A two-second hang on every login to handle a rare failure is a bad trade, and the resend itself should be rate-limited so it cannot become a probe, which is part of locking out credential stuffers with progressive rate limiting. The failure case already has a recovery path the user understands, the resend button, and that path is far better UX than making everyone wait on the off chance their particular send is the one that breaks. Log the failure so you can see it in your monitoring, and let the user resend. That is the right design.

This applies to every transactional email

Verification codes are the clearest example because login latency is so visible, but the same principle covers the whole category of email tied to a request. Signup confirmations, password-reset codes, contact-form notifications, receipts, "we got your message" acknowledgments, every one of these is a side effect of an action the user took, and in none of them does the user's next step depend on the email having been delivered.

Fire them all in the background. The signup completes and the response returns; the welcome email follows. The password reset is requested and the "check your inbox" screen appears; the email sends after. The contact form accepts the submission and thanks the user; the notification to your team goes out behind the response. In each case the user gets an instant, honest answer, and the slow external operation happens off the critical path where its latency costs nobody anything. The broader version of this idea, that any slow side effect belongs off the request, is the whole of firing email and side effects in the background so logins stay snappy.

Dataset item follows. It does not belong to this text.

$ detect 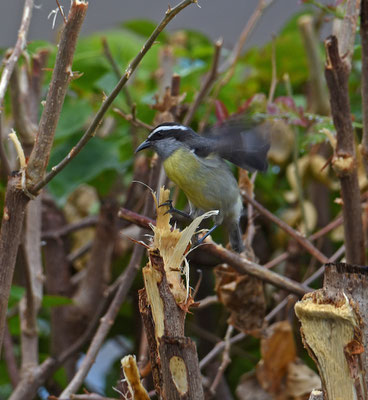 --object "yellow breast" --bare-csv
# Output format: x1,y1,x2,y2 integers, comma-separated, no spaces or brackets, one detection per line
163,148,220,211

The only time you actually block on a side effect is when the response genuinely cannot be produced without it. A Stripe Checkout redirect, where you need the session URL before you can send the user anywhere, is a real dependency. An email is almost never one.

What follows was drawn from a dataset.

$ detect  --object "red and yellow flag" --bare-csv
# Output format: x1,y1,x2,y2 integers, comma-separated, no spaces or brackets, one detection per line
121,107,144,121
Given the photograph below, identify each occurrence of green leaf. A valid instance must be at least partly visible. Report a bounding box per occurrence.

Where the email actually goes matters too

Moving the send off the request path solves the latency. It does not solve whether the email arrives, and that is a separate discipline worth getting right. A verification email that sends fast but lands in spam is still a broken login from the user's point of view, just a differently broken one.

This is where the send and the deliverability behind it have to work together. Fire the email in the background so the request is fast, and make sure the mail server it goes through is configured to actually reach the inbox, with proper authentication, a clean sending reputation, and the records that keep transactional mail out of the spam folder. If you run that mail server yourself, a self-hosted Postfix and Dovecot stack that lands in the inbox is the foundation all of this sits on. The authentication side of that is setting up SPF, DKIM, and DMARC so your mail stops hitting spam, and the reputation side often comes down to splitting transactional and marketing mail across subdomains the right way so a marketing blast never drags your login codes into the junk folder. That second half is its own craft, and it is exactly what dedicated email deliverability work exists to handle, on infrastructure built to send transactional mail that arrives. Fast and undelivered is not a win; fast and in the inbox is.

The shape of an instant login

The end state is a login that feels immediate because it is. The user submits their email, the server issues the challenge, and the "check your inbox" screen appears in the time it takes the response to cross the network, with no SMTP round trip in the middle. The verification email is already on its way, sent in the background, and it arrives while the user is still moving their attention to their mail app. If the rare send fails, it is logged and the user resends, no worse off than they would have been after a blocking error.

The change is small, a fire-and-forget helper and a habit of not awaiting what the user does not need. The effect is large, because login is the first thing every returning user does, and a login that hangs sets the tone for everything after it. Stop making people wait on email they were never waiting for, and the whole app feels faster on the very first interaction.